Dalle nove di sera a mezzanotte, anche volendo, distrarsi è impossibile. Provati dal clima e dagli insetti, ibernati sui lettini dello stabilimento adibiti a poltrone luxury, prima a Cala Sassari e poi sul lungomare di Golfo Aranci, fino alle due lingue di sabbia e roccia che racchiudono il paradiso di Cala Moresca, non restiamo che noi e il cinema. Che, di nuovo, non è quello comodo a cui siamo abituati. Sullo schermo niente star ma solo opere prime, in una selezione variegata e raffinatissima che ogni anno propone molte scoperte, spesso battendo sul tempo i festival più popolari o comunque offrendo una nuova luce ai corti che ci sono sfuggiti al cospetto dei grandi film. “E ora provate a ignorare i talenti emergenti”, sembra sogghignare Pianezzi, che quando l’ha pensata ci ha visto lungo: «Qui rimani a vedere i film perché non puoi andartene. È un regalo che ci fa la natura».

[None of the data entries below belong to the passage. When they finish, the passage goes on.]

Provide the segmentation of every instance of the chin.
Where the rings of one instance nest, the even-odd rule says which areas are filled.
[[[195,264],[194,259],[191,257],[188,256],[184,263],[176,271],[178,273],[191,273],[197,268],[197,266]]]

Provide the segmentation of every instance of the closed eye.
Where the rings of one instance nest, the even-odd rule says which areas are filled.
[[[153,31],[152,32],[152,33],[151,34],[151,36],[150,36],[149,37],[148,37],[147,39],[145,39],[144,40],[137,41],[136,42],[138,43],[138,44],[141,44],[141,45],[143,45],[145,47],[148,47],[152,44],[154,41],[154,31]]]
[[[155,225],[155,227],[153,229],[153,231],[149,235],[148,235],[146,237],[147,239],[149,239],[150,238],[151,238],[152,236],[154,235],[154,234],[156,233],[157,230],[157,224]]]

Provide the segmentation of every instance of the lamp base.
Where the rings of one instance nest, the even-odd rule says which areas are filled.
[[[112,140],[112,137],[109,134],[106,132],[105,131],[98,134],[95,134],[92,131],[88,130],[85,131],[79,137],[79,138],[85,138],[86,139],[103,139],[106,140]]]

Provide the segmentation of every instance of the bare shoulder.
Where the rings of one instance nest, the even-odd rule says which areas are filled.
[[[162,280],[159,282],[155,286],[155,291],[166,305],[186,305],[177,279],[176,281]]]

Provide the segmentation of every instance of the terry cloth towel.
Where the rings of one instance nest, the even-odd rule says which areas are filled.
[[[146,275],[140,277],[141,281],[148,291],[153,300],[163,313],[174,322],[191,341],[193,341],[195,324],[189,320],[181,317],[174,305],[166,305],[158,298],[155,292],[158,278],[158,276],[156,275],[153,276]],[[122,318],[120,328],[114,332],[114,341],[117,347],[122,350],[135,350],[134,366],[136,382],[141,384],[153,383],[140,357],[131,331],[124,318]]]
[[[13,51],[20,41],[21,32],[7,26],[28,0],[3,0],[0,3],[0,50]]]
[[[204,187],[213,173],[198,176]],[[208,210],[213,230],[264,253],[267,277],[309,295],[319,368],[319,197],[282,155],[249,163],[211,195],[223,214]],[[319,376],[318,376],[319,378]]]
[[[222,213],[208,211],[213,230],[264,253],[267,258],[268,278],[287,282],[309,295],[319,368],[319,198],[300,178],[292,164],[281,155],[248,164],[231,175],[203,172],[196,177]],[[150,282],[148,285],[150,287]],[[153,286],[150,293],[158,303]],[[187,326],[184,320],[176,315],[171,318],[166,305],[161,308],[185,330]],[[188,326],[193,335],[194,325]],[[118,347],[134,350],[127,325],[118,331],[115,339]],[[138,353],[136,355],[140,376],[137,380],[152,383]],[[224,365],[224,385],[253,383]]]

Quest’anno giuria nazionale, internazionale e popolare si riuniscono per un programma gemellato con Torino Short Film Market (ShorTo) e Sentiero Film Lab, che conta 30 cortometraggi selezionati tra oltre 1500 candidature provenienti da più di 20 Paesi, spaziando dalla fiction all’animazione e mantenendo sempre un livello altissimo. Gli italiani votano gli internazionali e viceversa, così nessuno avrà la tentazione di favorire amici e conoscenti. C’è l’imbarazzo della scelta, ma senza litigare troviamo un accordo sui preferiti da premiare insieme a Sara Lazzaro (impegnatissima tra Call My Agent – Italia, Doc – Nelle tue mani e La legge di Lidia Poët), Paolo Camilli (vincitore dello Screen Actors Guild Award 2023 per The White Lotus 2 e tra i miei preferiti anche in trasferta sarda) e Andrea Dodero (giovane talento già visto in Non odiare, The Equalizer 3, The Good Mothers, Gangs of Milano e nel Blocco 181 di Salmo, che infatti lo raggiunge a cena dopo le proiezioni, mica male).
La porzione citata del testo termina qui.